¿Cuánto cuesta ser “moderno”?

Aún está relativamente de moda la reflexión intelectual sobre el progreso, en parte gracias a la divulgación exitosa de Matt Ridley (“El optimista racional”) o Steven Pinker (“Los ángeles que llevamos dentro”). Por la ley de rendimientos decrecientes, cada nuevo artículo o post señalando estos progresos junto con bonitos gráficos tiene menos interés. Quizás porque ya estamos de acuerdo en que somos menos violentos que en la edad media o que la expectativa de vida general ha aumentado. Ya sabemos todo esto, pero ¿cuáles son los costos?

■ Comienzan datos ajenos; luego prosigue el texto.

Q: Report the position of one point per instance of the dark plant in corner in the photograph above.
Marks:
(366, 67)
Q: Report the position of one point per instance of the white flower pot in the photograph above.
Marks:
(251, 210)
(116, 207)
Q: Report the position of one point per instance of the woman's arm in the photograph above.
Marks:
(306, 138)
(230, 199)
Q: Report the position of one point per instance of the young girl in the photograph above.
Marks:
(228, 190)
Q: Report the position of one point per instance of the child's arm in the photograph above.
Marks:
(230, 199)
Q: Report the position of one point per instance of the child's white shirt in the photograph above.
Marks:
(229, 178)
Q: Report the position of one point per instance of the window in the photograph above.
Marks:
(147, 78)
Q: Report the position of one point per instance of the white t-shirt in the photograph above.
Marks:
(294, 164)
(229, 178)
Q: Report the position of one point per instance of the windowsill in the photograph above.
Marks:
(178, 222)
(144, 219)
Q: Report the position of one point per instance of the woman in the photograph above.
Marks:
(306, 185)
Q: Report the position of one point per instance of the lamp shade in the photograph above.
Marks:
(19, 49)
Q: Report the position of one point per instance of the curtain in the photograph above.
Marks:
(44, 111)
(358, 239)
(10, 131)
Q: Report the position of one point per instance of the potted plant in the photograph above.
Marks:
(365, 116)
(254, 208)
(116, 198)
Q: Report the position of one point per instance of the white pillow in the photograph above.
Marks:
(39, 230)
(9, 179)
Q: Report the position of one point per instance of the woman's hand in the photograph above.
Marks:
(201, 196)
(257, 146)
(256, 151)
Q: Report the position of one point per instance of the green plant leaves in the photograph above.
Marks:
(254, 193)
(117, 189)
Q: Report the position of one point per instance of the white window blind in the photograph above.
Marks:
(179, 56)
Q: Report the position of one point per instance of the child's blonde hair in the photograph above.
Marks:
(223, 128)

No me refiero a lo que sigue estando mal debido a eso que llaman, pretendiendo hablar en nombre del interés de la humanidad, como el “largo camino que aún nos queda por recorrer”, sino a costos derivados específicamente de estos progresos. Algo así como la “dialéctica del progreso”. Una de las cosas que más me interesa criticar en este blog es precisamente el progresismo absoluto, es decir, la idea de que existen progresos absolutos libres de costos y la negativa o reticencia aguda a evaluarlos.

Los costos del progreso humano habrían comenzado, según paleoantropólogos como Robert Bednarik (The origins of human modernity, 2011), en el mismo momento en que nuestros antepasados pasaron de una naturaleza “robusta” a una más “grácil” característica de los llamados modernos. La “neotenización” y “gracilización” de los humanos del pleistoceno crearon al homínido de más éxito del planeta, pero pagando el alto precio de una mayor susceptibilidad a enfermedades neurodegenerativas y genéticas poco conocidas en nuestros linajes. Una enfermedad tan terrible y extendida como el Alzheimer, por ejemplo, proviene probablemente de la inhabilidad para renovar neuronas en cerebros inusualmente grandes.

Otros costos son, desde luego, más recientes y fluctuantes. Sin pretender ser exhaustivo, los hombres progresistas occidentales del 2013 padecen más autismo, depresión, esquizofrenia o trastorno bipolar que en ningún otro momento histórico, y nuestras costumbres pacificadas son compatibles recientemente con que cada vez menos hombres sean padres y con que se dispare la desigualdad reproductiva y familiar, una consecuencia directa de la “revolución sexual” de los años sesenta. En general, también podríamos ser menos aptos, notablemente más decrépitos y probablemente menos inteligentes que las generaciones anteriores. No hay progresos absolutos.